Cars are increasing in size. Common sense suggests that a larger car will also be heavier, but the decision made by Paris only discusses weight. This has led us to examine sizes more closely, especially considering that bigger vehicles do not necessarily result in adjustments to infrastructure for greater usage of them.

Large objects hold a special place in the hearts of Americans – be it their meals, roads, or perhaps most notably, their automobiles. The land of the free has been known to be a haven for enormous trucks and towering SUVs, and given the vast expanses of highways and parking lots, it’s no wonder that driving smaller vehicles may seem peculiar. This trend can be traced back to the 1950s and has only intensified since then.

Based on statistics collected by JATO in 2003, the typical length of passenger cars in the United States was recorded at 196.5 inches. To put this into perspective, this is equivalent to the length of a luxury sedan such as a Mercedes-Benz E-Class. Additionally, the average width during this period was approximately 73.4 inches.

The dimensions of passenger vehicles have significantly expanded over time, a fact that may not be commonly acknowledged. In 2013, the mean length reached 203.1 inches and width expanded to 75.9 inches. This era marked the surge in popularity for pickup trucks and SUVs in the automotive industry. However, after a span of 10 years, the growth trend remains prominent, resulting in new record averages for the year 2023.

In the US, the typical size of light-duty passenger vehicles rose to an average of 206.4 inches last year, while the width increased to 77.1 inches. This is just a few inches less than that of a brand new Mercedes-Benz S-Class, and it’s important to acknowledge that this growth in size is not due to bigger households. Surprisingly, the yearly population change in the country actually declined from 0.96 percent in 2003 to 0.50 percent in the previous year. The enlargement of cars can be attributed to the desire for enhanced comfort, convenience, and safety standards.
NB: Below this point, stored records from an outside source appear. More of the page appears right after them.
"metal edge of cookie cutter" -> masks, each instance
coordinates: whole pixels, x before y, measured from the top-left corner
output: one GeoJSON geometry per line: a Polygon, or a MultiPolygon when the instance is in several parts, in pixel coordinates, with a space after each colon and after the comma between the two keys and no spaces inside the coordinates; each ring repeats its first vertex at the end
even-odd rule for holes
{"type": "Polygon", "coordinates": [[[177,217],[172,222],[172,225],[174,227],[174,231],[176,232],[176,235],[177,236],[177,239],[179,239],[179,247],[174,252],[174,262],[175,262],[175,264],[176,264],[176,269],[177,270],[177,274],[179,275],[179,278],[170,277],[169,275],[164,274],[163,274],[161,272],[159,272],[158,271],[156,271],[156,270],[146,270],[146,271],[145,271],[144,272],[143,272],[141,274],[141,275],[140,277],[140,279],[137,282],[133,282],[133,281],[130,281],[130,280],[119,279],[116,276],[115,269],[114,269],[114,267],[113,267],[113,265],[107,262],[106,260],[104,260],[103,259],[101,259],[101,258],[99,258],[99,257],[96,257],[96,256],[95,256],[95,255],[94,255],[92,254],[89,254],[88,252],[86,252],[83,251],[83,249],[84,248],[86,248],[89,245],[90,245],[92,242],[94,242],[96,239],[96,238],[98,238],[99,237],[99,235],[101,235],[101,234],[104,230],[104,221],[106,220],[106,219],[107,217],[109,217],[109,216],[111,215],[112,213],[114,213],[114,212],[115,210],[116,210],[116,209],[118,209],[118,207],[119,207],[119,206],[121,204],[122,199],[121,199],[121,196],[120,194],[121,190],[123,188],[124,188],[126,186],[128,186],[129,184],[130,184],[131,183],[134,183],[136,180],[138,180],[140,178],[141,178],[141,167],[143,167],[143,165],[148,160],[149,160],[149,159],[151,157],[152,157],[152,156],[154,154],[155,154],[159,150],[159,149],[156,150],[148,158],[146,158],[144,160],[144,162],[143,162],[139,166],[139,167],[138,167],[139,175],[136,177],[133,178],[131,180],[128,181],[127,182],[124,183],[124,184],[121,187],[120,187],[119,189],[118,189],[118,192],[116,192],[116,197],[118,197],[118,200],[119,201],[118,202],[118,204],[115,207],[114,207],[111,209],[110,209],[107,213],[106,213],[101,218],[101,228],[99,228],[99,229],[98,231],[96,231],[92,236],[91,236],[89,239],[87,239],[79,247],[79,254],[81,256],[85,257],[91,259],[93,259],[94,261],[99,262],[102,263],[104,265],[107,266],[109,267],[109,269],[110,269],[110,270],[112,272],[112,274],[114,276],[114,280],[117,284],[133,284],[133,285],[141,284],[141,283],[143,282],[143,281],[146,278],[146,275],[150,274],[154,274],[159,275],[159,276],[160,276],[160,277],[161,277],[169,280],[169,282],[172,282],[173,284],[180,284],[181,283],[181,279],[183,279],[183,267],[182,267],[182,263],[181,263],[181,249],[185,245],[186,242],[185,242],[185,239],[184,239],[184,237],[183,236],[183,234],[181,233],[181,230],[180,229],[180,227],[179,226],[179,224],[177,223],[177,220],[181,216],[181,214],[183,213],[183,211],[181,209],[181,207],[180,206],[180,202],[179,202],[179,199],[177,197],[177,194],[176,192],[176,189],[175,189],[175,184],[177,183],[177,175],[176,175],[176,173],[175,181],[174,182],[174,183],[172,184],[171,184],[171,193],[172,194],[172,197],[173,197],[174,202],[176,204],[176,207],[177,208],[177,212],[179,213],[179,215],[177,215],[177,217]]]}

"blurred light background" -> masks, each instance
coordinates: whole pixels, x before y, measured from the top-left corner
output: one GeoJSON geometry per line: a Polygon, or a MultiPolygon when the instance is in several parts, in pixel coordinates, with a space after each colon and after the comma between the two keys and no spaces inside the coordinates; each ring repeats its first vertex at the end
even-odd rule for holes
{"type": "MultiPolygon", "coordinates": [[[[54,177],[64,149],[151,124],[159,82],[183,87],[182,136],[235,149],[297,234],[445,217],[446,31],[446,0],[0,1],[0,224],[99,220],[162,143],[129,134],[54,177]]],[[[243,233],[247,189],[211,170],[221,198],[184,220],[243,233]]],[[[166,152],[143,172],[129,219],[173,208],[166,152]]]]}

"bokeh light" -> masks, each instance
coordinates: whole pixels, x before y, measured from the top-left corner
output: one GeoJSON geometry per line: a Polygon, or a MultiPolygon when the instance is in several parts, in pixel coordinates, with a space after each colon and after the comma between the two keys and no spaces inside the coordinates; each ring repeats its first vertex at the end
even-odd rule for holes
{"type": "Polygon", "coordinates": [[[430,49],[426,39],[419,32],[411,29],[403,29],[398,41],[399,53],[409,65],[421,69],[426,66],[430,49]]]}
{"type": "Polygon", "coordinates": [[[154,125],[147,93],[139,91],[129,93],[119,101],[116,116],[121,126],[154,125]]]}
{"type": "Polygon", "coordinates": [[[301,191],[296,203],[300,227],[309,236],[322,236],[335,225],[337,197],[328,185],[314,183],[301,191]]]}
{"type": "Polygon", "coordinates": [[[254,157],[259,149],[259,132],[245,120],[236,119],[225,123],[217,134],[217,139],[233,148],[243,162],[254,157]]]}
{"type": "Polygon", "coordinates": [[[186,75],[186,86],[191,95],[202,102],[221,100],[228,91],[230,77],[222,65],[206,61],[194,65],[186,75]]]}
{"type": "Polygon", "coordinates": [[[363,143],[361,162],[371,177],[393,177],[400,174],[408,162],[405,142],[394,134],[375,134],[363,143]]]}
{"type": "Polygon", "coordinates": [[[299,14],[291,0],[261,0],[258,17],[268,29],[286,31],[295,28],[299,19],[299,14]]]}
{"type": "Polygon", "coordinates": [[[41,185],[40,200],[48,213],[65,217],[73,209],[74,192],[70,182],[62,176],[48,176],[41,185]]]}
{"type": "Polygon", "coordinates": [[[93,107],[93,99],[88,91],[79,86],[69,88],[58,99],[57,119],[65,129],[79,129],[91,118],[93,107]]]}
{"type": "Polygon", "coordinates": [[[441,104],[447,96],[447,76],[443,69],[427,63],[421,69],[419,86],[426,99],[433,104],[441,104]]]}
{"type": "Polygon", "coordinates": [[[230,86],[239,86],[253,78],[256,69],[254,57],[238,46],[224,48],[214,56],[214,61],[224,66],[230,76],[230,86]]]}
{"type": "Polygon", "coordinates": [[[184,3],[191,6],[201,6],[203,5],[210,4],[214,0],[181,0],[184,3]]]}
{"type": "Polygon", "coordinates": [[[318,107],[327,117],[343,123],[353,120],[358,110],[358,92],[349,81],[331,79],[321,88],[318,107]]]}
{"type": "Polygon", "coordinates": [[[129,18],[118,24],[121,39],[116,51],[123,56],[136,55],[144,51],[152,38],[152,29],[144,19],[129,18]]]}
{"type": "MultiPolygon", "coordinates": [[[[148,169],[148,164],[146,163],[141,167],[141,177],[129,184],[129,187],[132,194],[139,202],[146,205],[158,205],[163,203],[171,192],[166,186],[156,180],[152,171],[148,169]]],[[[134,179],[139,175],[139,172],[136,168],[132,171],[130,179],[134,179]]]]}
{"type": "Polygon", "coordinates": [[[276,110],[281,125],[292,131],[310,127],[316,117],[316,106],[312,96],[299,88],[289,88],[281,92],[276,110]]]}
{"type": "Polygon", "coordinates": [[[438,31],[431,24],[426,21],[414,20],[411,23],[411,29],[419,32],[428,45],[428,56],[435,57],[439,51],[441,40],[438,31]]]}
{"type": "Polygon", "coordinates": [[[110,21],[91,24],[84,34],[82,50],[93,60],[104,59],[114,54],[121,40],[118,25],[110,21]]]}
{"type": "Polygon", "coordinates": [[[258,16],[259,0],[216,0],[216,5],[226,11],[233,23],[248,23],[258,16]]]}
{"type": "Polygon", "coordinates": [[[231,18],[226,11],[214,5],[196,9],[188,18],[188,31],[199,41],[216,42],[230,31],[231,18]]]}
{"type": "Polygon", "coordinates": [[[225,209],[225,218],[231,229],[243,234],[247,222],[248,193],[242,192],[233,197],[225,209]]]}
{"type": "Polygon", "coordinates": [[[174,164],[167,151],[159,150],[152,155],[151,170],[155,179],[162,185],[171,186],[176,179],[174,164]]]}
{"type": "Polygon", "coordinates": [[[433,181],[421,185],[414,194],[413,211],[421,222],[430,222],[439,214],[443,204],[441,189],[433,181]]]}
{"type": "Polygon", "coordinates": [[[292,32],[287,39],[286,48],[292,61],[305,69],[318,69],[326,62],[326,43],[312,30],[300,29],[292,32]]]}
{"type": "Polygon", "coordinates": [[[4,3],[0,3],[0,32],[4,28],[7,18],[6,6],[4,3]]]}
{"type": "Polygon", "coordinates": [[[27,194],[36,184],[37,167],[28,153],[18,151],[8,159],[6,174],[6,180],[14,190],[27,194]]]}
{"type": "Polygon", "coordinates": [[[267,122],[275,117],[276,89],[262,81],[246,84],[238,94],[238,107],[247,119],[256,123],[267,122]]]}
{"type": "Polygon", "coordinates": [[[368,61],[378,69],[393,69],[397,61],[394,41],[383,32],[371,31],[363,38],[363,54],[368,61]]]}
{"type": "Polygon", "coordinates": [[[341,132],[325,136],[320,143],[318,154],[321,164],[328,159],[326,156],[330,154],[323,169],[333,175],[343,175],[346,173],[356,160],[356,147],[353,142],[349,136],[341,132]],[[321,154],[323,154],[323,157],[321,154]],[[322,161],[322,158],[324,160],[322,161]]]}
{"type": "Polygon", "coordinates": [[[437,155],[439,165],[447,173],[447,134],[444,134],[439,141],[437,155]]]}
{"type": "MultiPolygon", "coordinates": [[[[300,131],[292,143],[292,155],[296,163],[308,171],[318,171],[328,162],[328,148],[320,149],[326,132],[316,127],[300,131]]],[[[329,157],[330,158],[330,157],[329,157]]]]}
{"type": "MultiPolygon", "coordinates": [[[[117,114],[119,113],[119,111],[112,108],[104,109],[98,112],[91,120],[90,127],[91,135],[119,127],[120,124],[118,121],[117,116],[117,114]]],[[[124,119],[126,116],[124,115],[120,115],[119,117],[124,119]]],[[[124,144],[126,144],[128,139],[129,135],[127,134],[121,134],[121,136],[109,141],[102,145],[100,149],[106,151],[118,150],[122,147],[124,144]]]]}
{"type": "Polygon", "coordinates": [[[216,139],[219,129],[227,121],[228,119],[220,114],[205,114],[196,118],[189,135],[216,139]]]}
Unlike American consumers who tend to prefer larger vehicles, Europeans have a history of purchasing smaller cars. This can be attributed to the fact that most European cities were built long before cars became a common mode of transportation, making parking a difficult task. Furthermore, Europe has relied less on its own energy production compared to the US, resulting in drivers having to be more conscious of their fuel usage.

Nevertheless, it cannot be overlooked that the demand for bigger SUVs remains strong among European consumers. Back in 2003, before SUVs became a common sight in Europe, the average size of a passenger vehicle was 169.8 inches in length and 68.3 inches in width, which is comparable to the dimensions of a brand new Volkswagen Golf. Fast forward to 2013, and these numbers have increased to 174 inches in length and 70.7 inches in width. And in recent times, statistics show that the trend towards larger vehicles continues, with last year’s average measurements being 178.5 inches in length and 72.5 inches in width.

The current rise in larger vehicles is a direct response to the demand for enhanced comfort and convenience, two essential factors that car buyers naturally seek. However, this presents an obstacle when it comes to finding adequate space on roads and in parking areas. Could taxation potentially halt this upward trend? Only time will tell.

Felipe Munoz, the author of this piece, holds expertise in the Automotive Industry as a Specialist at JATO Dynamics.